Вчитавшись в стихи и драмы Нелли Закс, написанные после 1940 г., самовыражением их не сочтешь. Читателя не покидает чувство, что все это продиктовано извне, как бы навязано поэтессе вместе с ее поздней славой, даже вместе с Нобелевской премией. По всей вероятности, присуждение Нобелевской премии было для Нелли Закс не столько торжеством, сколько подтверждением ее трагического опыта и незаживающих душевных ран. Позволительно предположить: Нелли Закс предпочла бы, чтобы поздние ее книги, принесшие ей мировую известность, не были написаны, предпочла бы остаться при наивной гармонии ранних произведений в кругу своих близких, чью гибель засвидетельствовали поздние книги. В то же время, насколько нам известно, Нелли Закс решительно отказывалась от переиздания своих ранних произведений. По-видимому, она перестала ощущать их как свои. В поздней поэзии Нелли Закс обреченность совпадает с подлинностью. Едва ли зная Блока, завершившего в 1914 г. накануне первой мировой войны свой «Голос из хора», Нелли Закс пишет «Хор спасенных», «Хор нерожденных», «Хор теней». Ее хоры прямо подтверждают блоковское пророчество: «О если б знали, дети, вы холод и мрак грядущих дней!» Хор напоминает древнегреческую трагедию, в которой хором засвидетельствовано отношение человека и судьбы. В древнегреческой трагедии такое отношение приводило в конце концов к благодарному приятию судьбы, что вызывало жизнеутверждающий катарсис. Для Нелли Закс подобное приятие невозможно и преступно, так как самая формула его, по Ницше, amor fati, принята на вооружение и фальсифицирована гонителями. В хорах Нелли Закс катарсис достигается лишь сплочением жертв, так что одинокий голос поэта перестает быть индивидуальным голосом, превращаясь в голос каждой жертвы.

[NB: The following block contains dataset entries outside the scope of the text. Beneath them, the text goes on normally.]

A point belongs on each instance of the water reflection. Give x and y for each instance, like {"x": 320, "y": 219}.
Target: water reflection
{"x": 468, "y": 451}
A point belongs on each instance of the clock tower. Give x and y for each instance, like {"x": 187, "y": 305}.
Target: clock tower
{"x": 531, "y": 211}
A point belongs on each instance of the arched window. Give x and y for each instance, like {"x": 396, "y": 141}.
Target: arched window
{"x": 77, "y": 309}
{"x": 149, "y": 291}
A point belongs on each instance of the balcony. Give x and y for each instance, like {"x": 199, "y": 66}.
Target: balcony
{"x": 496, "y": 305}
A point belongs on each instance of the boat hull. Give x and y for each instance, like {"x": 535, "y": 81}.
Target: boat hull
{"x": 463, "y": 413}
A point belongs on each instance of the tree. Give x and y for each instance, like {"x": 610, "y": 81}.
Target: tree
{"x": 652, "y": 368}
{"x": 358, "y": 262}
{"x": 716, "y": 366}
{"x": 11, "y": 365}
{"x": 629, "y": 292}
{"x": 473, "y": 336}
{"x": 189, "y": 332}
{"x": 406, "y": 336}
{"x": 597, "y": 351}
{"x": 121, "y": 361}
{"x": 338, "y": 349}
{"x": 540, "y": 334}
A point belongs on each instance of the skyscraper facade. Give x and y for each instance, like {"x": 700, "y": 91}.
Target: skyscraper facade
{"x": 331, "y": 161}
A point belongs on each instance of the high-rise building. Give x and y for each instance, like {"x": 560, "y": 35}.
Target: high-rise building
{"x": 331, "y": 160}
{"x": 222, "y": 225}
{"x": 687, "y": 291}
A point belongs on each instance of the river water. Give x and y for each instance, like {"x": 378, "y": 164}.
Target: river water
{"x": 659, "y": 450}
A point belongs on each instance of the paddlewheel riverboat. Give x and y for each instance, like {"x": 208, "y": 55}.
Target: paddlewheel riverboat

Таким образом, от судьбы нельзя уйти и нельзя принять ее. Вот формула трагического у Нелли Закс. Решающим аспектом этого трагизма становится ее еврейство, застигающее поэтессу врасплох, тоже как бы навязанное извне и одновременно неотъемлемое. В отличие, скажем, от Исаака Башевис-Зингера, выросшего в атмосфере еврейской книжности, поверий и сказаний, Нелли Закс, в сущности, не знала другой культуры, кроме немецкой. Разумеется, Нелли Закс не отвергла немецкую культуру и не отреклась от нее. И последние стихи поэтессы перекликаются скорее с Гёльдерлином и Новалисом, чем с Бяликом. Еврейская традиция буквально обрушилась на нее вместе с новым сверхличным призванием, неизведенным и неожиданным для нее. Призвание было продолжением наследия, грозящего гибелью. И в ответ на беспомощный вопрос «почему?» произошел синтез: и в немецком, и в еврейском выявилось исконно библейское.
«Если бы пророки вломились в двери ночи», — такова центральная проблематичная ситуация в поэзии Нелли Закс. Эту поэзию можно охарактеризовать как вторжение пророков. Трагический герой Нелли Закс — одновременно жертва и пророк, но пророк у нее не есть исключительная личность. Каждый беженец — пророк, а человек на земле и, более того, в космосе — беженец. Так трансформируется в поэзии Нелли Закс изгнание из рая. Рай — это родина, а родина — это рай. На изгнание обречены не только отдельные люди, но и целые страны:
Готовы все странывстать с карты мира,сбросить свою звездную кожу,синюю вязанку своих морейвзвалить на спину,горы с огненными корнямишапками надеть на дымящиеся волосы.Готовы последнее бремя тоскинести в чемодане, эту куколку мотылька,на крыльях которого однаждыкончат они свое путешествие.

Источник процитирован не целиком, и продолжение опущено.